The early results of the Next Generation ACO program “reinforce CMS’ commitment to the principles outlined in the Pathways to Success proposed changes for the Medicare Shared Savings Program,” the federal agency added.
Under the proposed Pathways to Success initiative, CMS plans to move more Medicare ACOs to two-sided financial risk. The proposed initiative would overhaul the Medicare Shared Savings Program (MSSP) by requiring participating ACOs to take on two-sided financial within two years, rather than six years.
“After six years of experience, the time has come to put real ‘accountability’ in Accountable Care Organizations. Medicare cannot afford to support programs with weak incentives that do not deliver value,” Verma said when announcing the proposed Pathways to success initiative.

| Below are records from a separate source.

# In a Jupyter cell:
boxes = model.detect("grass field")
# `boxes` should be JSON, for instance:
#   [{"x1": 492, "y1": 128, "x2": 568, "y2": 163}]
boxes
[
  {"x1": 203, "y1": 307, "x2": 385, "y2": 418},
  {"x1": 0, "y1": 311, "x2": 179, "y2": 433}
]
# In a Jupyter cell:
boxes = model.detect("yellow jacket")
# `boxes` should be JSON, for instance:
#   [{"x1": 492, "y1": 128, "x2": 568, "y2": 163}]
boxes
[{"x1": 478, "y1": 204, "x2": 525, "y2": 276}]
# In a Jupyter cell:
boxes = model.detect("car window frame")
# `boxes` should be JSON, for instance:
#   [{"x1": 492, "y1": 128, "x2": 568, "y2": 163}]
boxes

“ACOs can be an important component of a system that increases the quality of care while decreasing costs; however, most Medicare ACOs do not currently face any financial consequences when costs go up, and this has to change,” she continued.
CMS intends for the financial risk requirements in the Pathways to Success initiative to help the MSSP generate net savings while maintaining or improving care quality. The MSSP has shown increases in net spending for both Medicare and taxpayers, CMS reported.
Participating ACOs in one-sided financial risk tracks are partly to blame, the federal agency added. About 82 percent of all the ACOs in the MSSP are not taking on financial risk for increases in spending. And MSSP performance data shows one-sided risk ACOs increase Medicare spending in aggregate.
Requiring organizations to take on financial risk sooner should help the program save Medicare $2.2 million over the next ten years, CMS projected.
The results from the Next Generation ACO program’s first performance year suggest that ACOs can save and improve care quality when they are held accountable for the care they deliver, CMS explained. Similar incentives and financial risk requirements in future Medicare ACO programs will be key to lowering healthcare costs and advancing care quality, the federal agency indicated.